Child rights consortium seeks to end violence against children in Uganda

In Summary

Child rights advocacy group Joining Forces -a coming together of six child rights organisations- has embarked […]

Child rights advocacy group Joining Forces -a coming together of six child rights organisations- has embarked on a campaign it hopes will reduce the incidence of physical violence directed at children in Uganda.

Supported by the European Union, the nine-month campaign will use a variety of media platforms, to try and persuade parents and caregivers, in Gulu, Obongi, Kampala, Wakiso, Busia and Bugiri districts, to adopt non-violent parenting methods.

Physical violence has been documented as one of the most reported forms of violence directed at children, accounting for 27pc of all cases reported to the Uganda Child Helpline. According to a report by Joining Forces, close to 66pc of children interviewed reported an increase in physical or emotional violence from their caregivers in the month leading to December 2020.
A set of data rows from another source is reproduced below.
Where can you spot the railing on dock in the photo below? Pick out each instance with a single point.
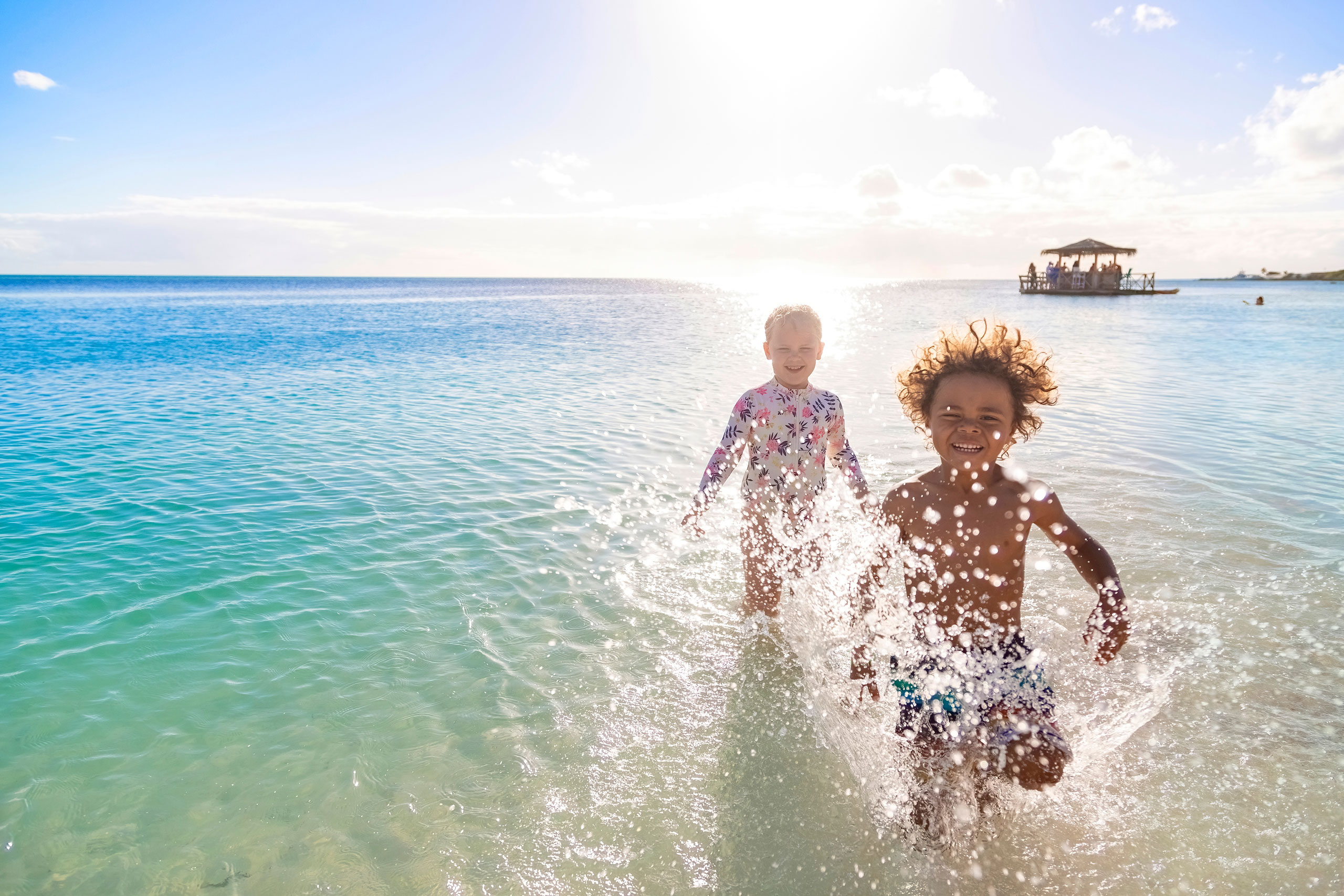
(1073, 281)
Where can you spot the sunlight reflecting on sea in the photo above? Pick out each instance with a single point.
(375, 586)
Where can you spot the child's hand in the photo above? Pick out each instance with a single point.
(860, 669)
(692, 519)
(1108, 629)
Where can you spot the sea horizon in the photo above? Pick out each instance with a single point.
(381, 587)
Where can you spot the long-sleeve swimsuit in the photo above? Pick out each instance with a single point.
(788, 437)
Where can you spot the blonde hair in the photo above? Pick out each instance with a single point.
(797, 315)
(988, 349)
“These statistics should worry us all and motivate us to join hands and end this form of violence. They also reveal that there is an overwhelming need to provide practical support to parents and caregivers so that they can provide nurturing care and support to children. This need inspired the creation of the Hands4Good campaign”, Dragana Strinic, Save the Children Country Director said in remarks during the launch of the campaign March4.

Tagged Hands4Good, the campaign urges parents and caregivers to use their hands to nurture, support, and guide children rather than using them as instruments of violence against their own children. The campaign will work with community champions to embed the message of non-violent parenting. The champions will support their communities to work towards ending physical violence, identify children at risk of physical violence, and ensure that these children access services that will provide the support they need. The campaign will also popularise the Parenting Without Violence methods which support parents and caregivers to gain increased understanding of child development and how to use positive discipline with their children. It is hoped that subsequently, children will be able to live in safe and loving environments.

According to Strinic, nearly all adults in Uganda have experienced one or more forms of physical violence during their childhood. This has in turn convinced many of them to believe that it is the only way to discipline a child.

“There are many belief systems and sayings that are often used to justify violence against children. Today we want to say that there is no justification for violence against children. We can discipline our children without inflicting pain on them. We can use non-violent methods that will build trust and a good relationship between a parent and a child, rather than causing harm and ruining their self-confidence,” Strinic said.

She added that it should be a matter of concern to all that close to 60pc of adolescents aged 10-19 years have experienced physical violence while 42pc have suffered emotional violence. She called on members of parliament to make corporal punishment unlawful in Uganda’s homes, just as it has been outlawed in schools.